Ademais, ele frisa que, para a exploração das terras ocorrer, o conflito ucraniano teria de continuar, já que elas estão em territórios russos.

"Mas a gente sabe que esse conflito, do ponto de vista militar, é quase que praticamente perdido pela Ucrânia e pelo restante do Ocidente que apoia a agenda do Zelensky."

Pieri também não considera viável que haja um acordo entre Trump e Putin para dividir a exploração das reservas.

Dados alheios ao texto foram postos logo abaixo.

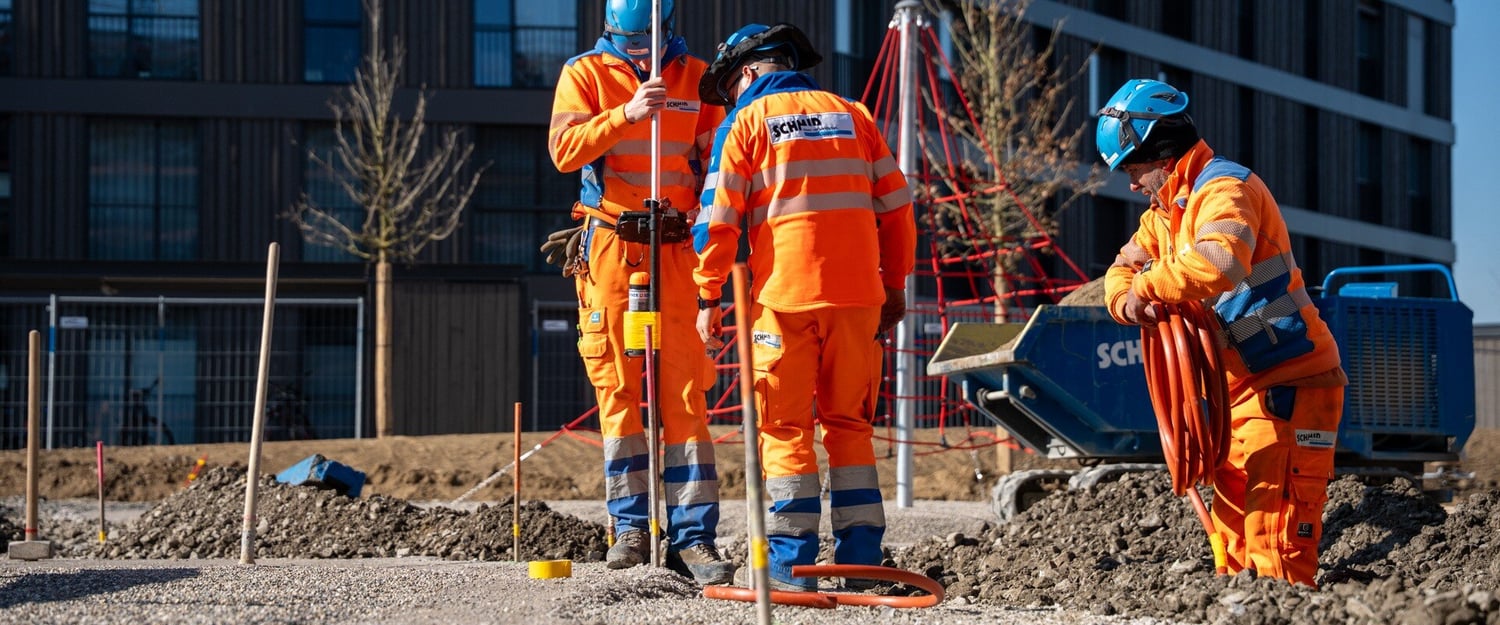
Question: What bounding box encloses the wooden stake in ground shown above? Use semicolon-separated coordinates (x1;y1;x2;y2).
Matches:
8;330;53;561
240;243;281;564
510;402;521;562
95;441;107;543
734;262;771;625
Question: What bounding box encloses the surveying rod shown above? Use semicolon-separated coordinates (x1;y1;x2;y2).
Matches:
645;0;662;567
734;262;771;625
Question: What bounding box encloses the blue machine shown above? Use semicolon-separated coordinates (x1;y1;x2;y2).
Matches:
927;265;1475;475
276;454;365;498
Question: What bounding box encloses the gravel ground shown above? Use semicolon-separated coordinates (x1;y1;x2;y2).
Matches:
0;558;1182;625
0;468;1500;625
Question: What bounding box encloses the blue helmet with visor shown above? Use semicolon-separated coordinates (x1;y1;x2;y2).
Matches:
1094;78;1197;171
605;0;675;60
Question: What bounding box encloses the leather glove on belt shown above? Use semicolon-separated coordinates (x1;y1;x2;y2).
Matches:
542;225;585;276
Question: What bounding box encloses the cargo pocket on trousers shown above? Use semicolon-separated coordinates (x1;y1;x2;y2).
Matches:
750;331;782;421
1284;477;1328;550
578;309;620;388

"Eu acho que a Rússia tem uma grandeza, especialmente do ponto de vista militar, que não precisa de prometer nada em troca de uma negociação com o Zelensky. E as questões que eles têm em mente em relação à Ucrânia são questões, de certa forma, do ponto de vista russo, legítimas. Tanto na parte do não cumprimento do acordo de Minsk, quanto da presença, da tentativa da presença da OTAN em território ucraniano, do ingresso da Ucrânia na OTAN."

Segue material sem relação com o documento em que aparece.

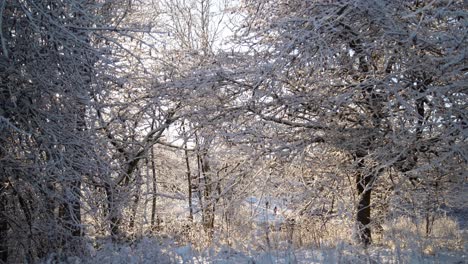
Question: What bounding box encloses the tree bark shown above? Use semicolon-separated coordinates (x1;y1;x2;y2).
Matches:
0;185;8;263
356;172;375;246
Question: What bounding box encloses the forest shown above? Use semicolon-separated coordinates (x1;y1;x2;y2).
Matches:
0;0;468;264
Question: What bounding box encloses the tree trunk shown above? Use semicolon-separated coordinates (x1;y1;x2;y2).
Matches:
105;183;120;240
183;126;193;223
0;187;8;263
356;172;375;246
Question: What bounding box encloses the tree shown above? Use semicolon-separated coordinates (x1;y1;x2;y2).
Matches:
224;1;467;245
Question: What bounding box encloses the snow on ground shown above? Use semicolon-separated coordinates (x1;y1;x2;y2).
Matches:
49;238;468;264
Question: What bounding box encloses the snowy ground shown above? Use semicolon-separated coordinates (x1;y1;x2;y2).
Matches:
46;238;468;264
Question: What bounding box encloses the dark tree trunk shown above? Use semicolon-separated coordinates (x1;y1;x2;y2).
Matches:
356;172;374;246
0;187;8;263
105;184;120;240
183;126;193;223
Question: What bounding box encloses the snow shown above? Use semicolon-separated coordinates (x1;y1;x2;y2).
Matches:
48;238;468;264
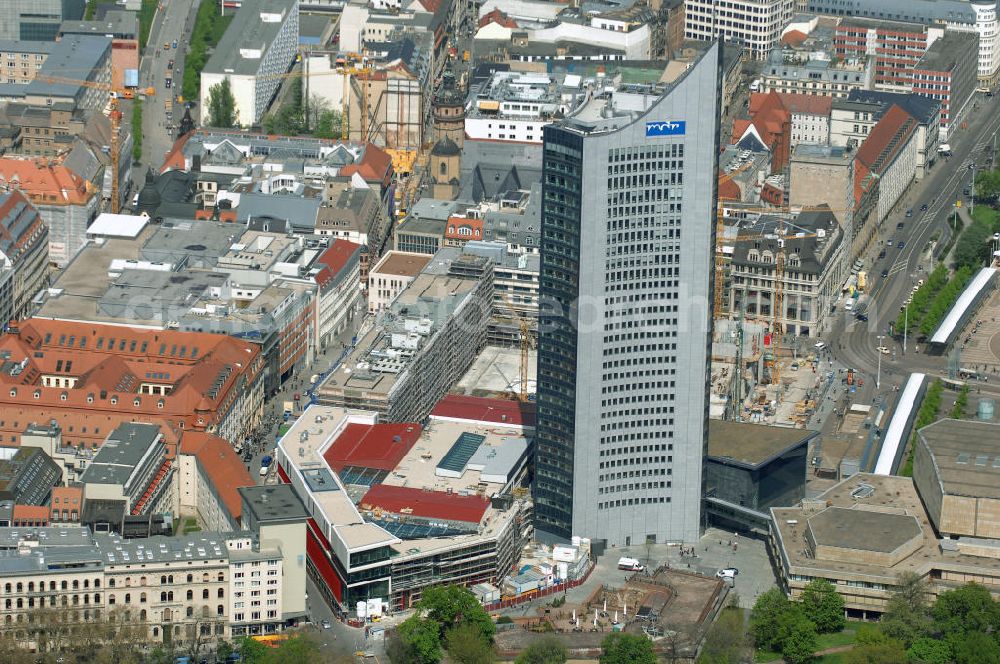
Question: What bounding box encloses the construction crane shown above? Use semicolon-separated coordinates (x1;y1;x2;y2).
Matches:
500;293;532;401
37;76;130;214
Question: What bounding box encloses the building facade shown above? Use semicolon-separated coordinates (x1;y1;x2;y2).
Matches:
201;0;299;127
684;0;796;60
534;42;721;546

O especialista afirma ainda não acreditar que Trump levaria adiante um acordo com Zelensky por ajuda militar em troca das reservas de minerais. Para ele, o mais provável, levando em conta a agenda externa do presidente estadunidense, é que o conflito se encerre.

"O Trump é menos intervencionista, mas se isso acontecer, a Rússia pode responder a esse aumento da influência dos EUA, mas não é o que tende a acontecer. [...] Eu não acredito que isso ocorra, eu acho muito difícil o Trump, através da perspectiva de mundo que o Trump possui, de que esse conflito continue. É muito possível que eles busquem uma resolução para a questão."